Discriminative Estimators

Discriminative estimators are mutual information estimators based on the Donsker-Varadhan representation of the KL divergence that describes mutual information:

\[I(x;y) = KL(p(x,y)||p(x)p(y)) \ge \max_{F\in\mathcal{F}} \mathbb{E}_{p(x,y)}[F(x,y)] -\log\mathbb{E}_{p(x)p(y)}[e^{F(x,y)}],\]

Mutual information estimators in literature differ in the modeling choice and optimization strategy for the energy \(F(x,y)\), and in the method used to estimate the expectations above.

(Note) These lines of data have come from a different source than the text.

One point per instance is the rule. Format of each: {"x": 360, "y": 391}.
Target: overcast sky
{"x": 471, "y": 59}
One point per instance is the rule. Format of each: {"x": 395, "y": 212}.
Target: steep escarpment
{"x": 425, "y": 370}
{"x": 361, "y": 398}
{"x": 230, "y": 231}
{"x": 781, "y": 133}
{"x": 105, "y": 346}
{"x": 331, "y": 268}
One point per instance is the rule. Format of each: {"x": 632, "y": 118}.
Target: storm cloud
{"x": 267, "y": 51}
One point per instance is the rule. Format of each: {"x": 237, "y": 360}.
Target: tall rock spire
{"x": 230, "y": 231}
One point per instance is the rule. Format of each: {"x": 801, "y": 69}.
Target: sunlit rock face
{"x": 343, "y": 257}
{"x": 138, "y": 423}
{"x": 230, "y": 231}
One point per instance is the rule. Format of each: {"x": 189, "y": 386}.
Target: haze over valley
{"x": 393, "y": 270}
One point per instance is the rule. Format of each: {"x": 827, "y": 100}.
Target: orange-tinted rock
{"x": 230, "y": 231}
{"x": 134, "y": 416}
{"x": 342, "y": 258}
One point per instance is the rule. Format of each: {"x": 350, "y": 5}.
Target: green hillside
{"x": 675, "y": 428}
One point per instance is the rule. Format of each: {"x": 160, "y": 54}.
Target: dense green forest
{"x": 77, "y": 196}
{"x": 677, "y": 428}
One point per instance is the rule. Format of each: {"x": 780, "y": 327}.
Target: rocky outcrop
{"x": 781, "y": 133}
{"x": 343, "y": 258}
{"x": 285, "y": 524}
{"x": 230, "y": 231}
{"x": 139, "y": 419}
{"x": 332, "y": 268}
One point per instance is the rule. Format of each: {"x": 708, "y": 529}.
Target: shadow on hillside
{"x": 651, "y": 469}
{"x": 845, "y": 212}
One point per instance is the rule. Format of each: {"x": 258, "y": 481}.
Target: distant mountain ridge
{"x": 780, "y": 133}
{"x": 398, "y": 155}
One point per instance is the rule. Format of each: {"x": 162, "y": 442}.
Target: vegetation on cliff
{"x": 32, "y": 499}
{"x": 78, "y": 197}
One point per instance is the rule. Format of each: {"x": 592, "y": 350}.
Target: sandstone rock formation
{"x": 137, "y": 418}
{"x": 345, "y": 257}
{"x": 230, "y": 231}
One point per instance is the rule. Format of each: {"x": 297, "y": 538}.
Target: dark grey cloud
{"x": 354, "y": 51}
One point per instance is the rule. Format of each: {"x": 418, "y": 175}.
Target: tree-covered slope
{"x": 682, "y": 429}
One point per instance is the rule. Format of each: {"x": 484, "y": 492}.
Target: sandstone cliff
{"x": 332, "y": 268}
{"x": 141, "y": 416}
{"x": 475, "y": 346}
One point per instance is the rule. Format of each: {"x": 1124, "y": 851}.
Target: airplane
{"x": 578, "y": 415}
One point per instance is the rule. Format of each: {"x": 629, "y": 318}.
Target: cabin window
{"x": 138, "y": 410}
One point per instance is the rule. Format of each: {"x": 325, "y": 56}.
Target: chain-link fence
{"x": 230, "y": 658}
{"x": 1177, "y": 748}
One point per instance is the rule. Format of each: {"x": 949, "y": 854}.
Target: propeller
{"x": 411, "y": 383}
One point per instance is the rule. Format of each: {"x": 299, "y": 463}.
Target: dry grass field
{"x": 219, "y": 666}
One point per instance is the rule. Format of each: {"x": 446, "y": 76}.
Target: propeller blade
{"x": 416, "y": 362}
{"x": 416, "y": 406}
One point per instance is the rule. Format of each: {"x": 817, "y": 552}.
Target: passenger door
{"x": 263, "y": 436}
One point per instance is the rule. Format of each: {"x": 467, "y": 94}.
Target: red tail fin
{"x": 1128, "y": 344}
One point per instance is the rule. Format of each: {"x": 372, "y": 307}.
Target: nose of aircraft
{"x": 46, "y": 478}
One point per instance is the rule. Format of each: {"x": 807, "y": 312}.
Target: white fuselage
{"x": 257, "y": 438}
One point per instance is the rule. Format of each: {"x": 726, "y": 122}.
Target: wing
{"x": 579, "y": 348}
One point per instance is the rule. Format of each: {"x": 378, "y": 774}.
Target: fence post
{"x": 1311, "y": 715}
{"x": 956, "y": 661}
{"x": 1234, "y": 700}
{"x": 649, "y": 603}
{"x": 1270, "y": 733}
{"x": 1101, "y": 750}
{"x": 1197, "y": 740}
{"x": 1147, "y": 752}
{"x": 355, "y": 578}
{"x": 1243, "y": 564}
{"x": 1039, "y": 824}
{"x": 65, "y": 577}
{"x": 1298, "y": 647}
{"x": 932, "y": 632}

In order to showcase the different modeling choices, we will estimate mutual information between samples from a 2D mixture of correlated Normals \(p(x,y):=\sum_{i=1}^K \pi_i\ \mathcal{N}([x_i, y_i]^T|\mu_i,\Sigma_i)\), which is challenging enough to underline some effect of the modeling choices.

[2]:

import numpy as np
import torch
from torch import nn
import pandas as pd
import matplotlib.pyplot as plt
import seaborn as sns
sns.set_style('whitegrid')
IMG_SIZE=3

[3]:

from torch_mist.data.multimixture import MultivariateCorrelatedNormalMixture

# Definition of the distribution
x_dim = y_dim = n_dim = 1
p_XY = MultivariateCorrelatedNormalMixture(n_dim=n_dim)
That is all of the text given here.